NUTRIRE I DEFUNTI, NUTRIRE GLI OSPITI: OFFERTE E DONI NEI RITI FUNERARI DEI TORAJA E DEI TLINGIT
Pietro Scarduelli, Università del Piemonte Orientale
Abstract
Le pratiche funerarie dei Toraja dell’isola di Sulawesi (Indonesia) presentano una costellazione di significati simbolici inclusi in un complesso intreccio di pratiche e credenze, le cui componenti principali sono: la trasformazione dell’anima del defunto da entità potenzialmente pericolosa in spirito ancestrale dispensatore di fecondità; una sequenza di spostamenti della salma, nel corso del funerale, che si configurano come progressivo allontanamento dal mondo dei vivi; il sacrifico dei bufali, che vengono sia offerti simbolicamente al defunto, sia distribuiti fra gli ospiti; una serie di contrappunti, simmetrie e rapporti speculari fra i riti funerari e quelli di fecondità.
Tutte queste componenti, rituali e simboliche attengono al rapporto fra vivi e morti, fra il defunto e i suoi discendenti. Una, però, coinvolge anche un’altra categoria di attori sociali: il sacrificio dei bufali. Questo sacrificio e la successiva distribuzione della carne degli animali macellati sul posto ai numerosissimi ospiti, provenienti da altri villaggi, sono associati alla credenza secondo cui la carne offerta agli invitati raggiunge gli antenati: in sostanza nutrendo gli ospiti, si nutrono i morti, ottenendo in cambio la loro protezione.
Questa particolare ‘triangolazione’ fra anfitrioni, ospiti e defunti compare anche in una grande festa ridistribuiva (potlatch) che viene organizzata fra i Tlingit della Columbia britannica dai parenti di un defunto due anni dopo i funerali. A questa festa vengono invitati gli affini dei parenti del morto e a loro vengono offerti doni sontuosi. Anche in questo caso i doni ‘raggiungono’ lo spirito del defunto.

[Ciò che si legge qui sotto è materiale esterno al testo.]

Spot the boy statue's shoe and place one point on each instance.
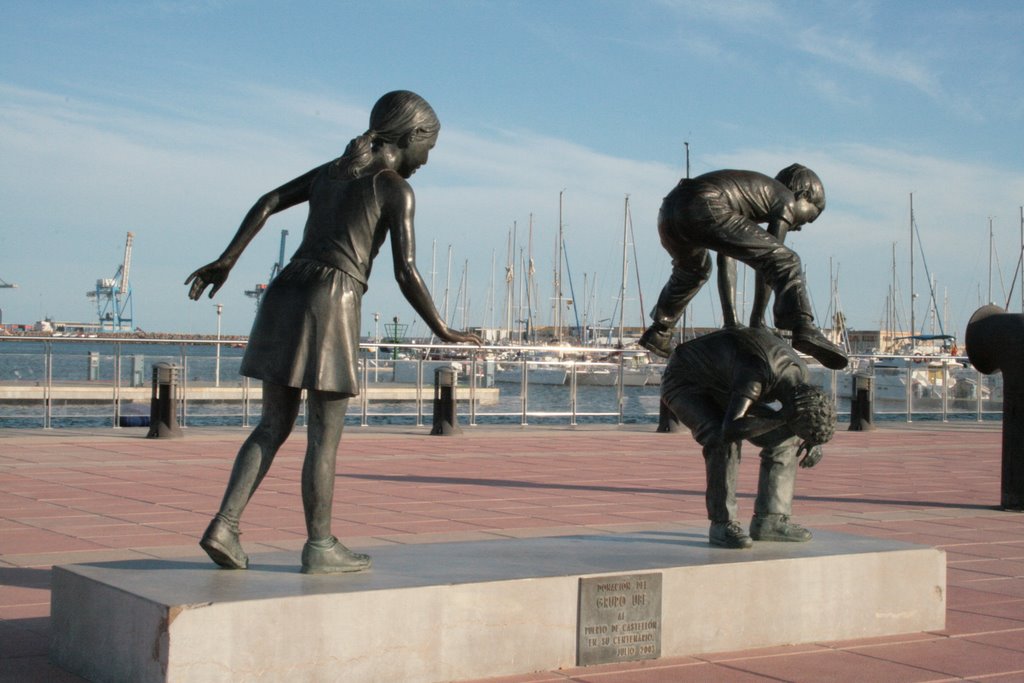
(332, 557)
(808, 339)
(777, 527)
(221, 543)
(657, 340)
(728, 535)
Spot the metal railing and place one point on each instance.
(55, 381)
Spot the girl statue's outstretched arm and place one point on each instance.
(398, 208)
(215, 272)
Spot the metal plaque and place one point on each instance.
(620, 619)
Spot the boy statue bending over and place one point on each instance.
(723, 387)
(723, 211)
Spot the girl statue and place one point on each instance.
(305, 335)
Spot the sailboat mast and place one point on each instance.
(912, 295)
(989, 259)
(530, 285)
(558, 275)
(622, 290)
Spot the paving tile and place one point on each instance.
(951, 656)
(400, 485)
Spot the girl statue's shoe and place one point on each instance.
(331, 556)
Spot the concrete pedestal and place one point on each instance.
(460, 610)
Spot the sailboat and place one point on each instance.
(635, 371)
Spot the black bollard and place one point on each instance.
(667, 420)
(445, 419)
(994, 342)
(164, 403)
(861, 410)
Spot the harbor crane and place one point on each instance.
(4, 285)
(113, 295)
(260, 288)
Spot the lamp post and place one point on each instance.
(216, 369)
(377, 342)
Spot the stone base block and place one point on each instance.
(461, 610)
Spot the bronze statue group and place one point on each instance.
(740, 383)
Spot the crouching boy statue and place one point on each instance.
(723, 387)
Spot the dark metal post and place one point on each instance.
(445, 419)
(163, 404)
(667, 420)
(861, 410)
(995, 343)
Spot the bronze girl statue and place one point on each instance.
(305, 335)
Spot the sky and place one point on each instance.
(170, 118)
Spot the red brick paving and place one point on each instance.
(71, 496)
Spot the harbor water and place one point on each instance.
(36, 373)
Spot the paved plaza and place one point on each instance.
(72, 496)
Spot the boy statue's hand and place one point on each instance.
(812, 455)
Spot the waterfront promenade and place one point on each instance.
(83, 496)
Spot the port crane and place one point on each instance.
(4, 285)
(257, 292)
(113, 295)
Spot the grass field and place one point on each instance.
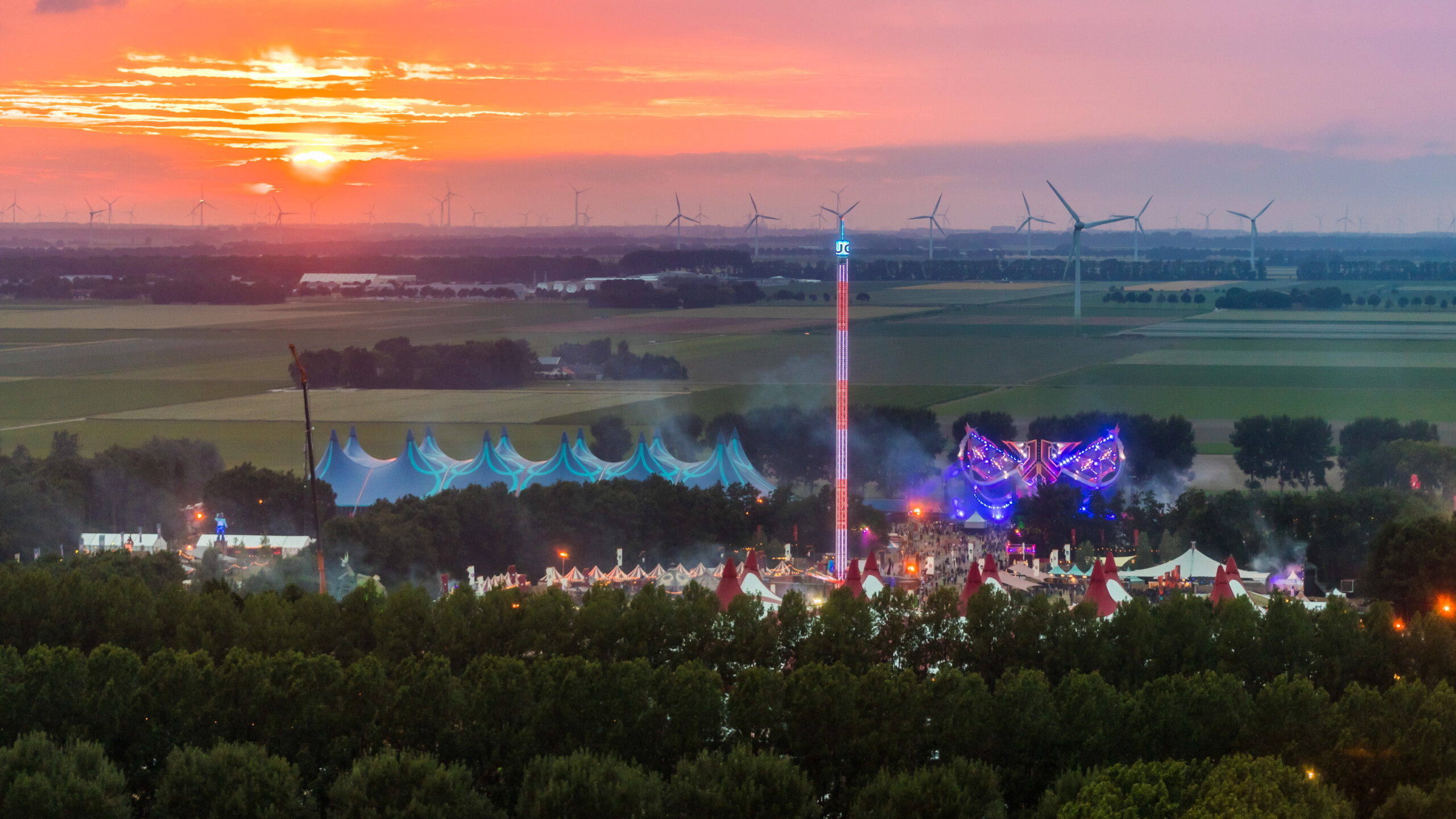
(126, 372)
(1215, 401)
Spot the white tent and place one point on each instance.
(1190, 564)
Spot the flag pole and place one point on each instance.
(313, 478)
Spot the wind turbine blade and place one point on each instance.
(1064, 200)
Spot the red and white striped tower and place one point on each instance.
(842, 401)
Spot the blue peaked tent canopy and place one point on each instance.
(432, 451)
(487, 468)
(719, 468)
(423, 468)
(506, 451)
(562, 467)
(586, 455)
(344, 473)
(354, 451)
(641, 465)
(746, 468)
(661, 454)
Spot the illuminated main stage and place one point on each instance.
(987, 477)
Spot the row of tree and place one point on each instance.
(861, 691)
(395, 363)
(621, 363)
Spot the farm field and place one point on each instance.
(121, 374)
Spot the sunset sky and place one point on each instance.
(1202, 105)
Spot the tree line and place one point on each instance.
(532, 706)
(395, 363)
(621, 363)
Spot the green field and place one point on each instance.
(126, 372)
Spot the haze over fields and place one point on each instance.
(1205, 107)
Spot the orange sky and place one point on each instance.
(154, 98)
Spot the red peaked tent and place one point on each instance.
(973, 584)
(852, 579)
(872, 569)
(729, 586)
(989, 572)
(1110, 568)
(1098, 594)
(1221, 588)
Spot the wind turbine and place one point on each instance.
(282, 213)
(677, 221)
(446, 209)
(200, 209)
(576, 205)
(91, 225)
(1078, 226)
(841, 216)
(755, 222)
(934, 224)
(1254, 229)
(1138, 225)
(1345, 219)
(1030, 222)
(14, 206)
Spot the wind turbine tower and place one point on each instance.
(842, 398)
(1138, 225)
(1078, 226)
(576, 205)
(200, 209)
(677, 221)
(1030, 222)
(1254, 231)
(934, 224)
(755, 222)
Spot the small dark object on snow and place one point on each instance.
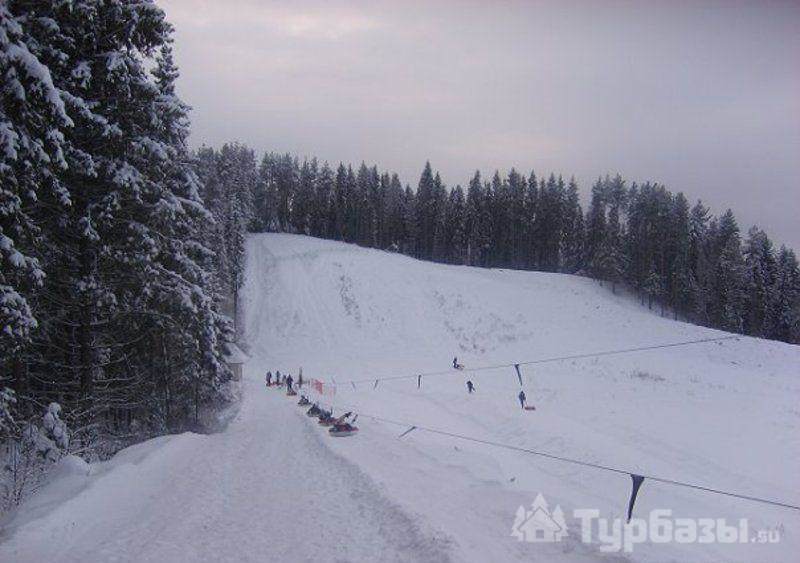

Fra i Tlingit come fra i Toraja gli ospiti svolgono dunque un ruolo sociale e simbolico fondamentale nei riti funebri. Dal punto di vista indigeno essi appaiono come indispensabili per instaurare un rapporto con gli spiriti dei defunti. Dal punto di vista esterno dell’antropologo questa rappresentazione nativa appare invece come una forma di ‘rovesciamento’ della realtà: i riti funerari ‘servono’ per instaurare e mantenere relazioni sociali con altri gruppi (affini, abitanti di villaggi vicini, membri di altri clan) che in tali riti assumono il ruolo di ospiti.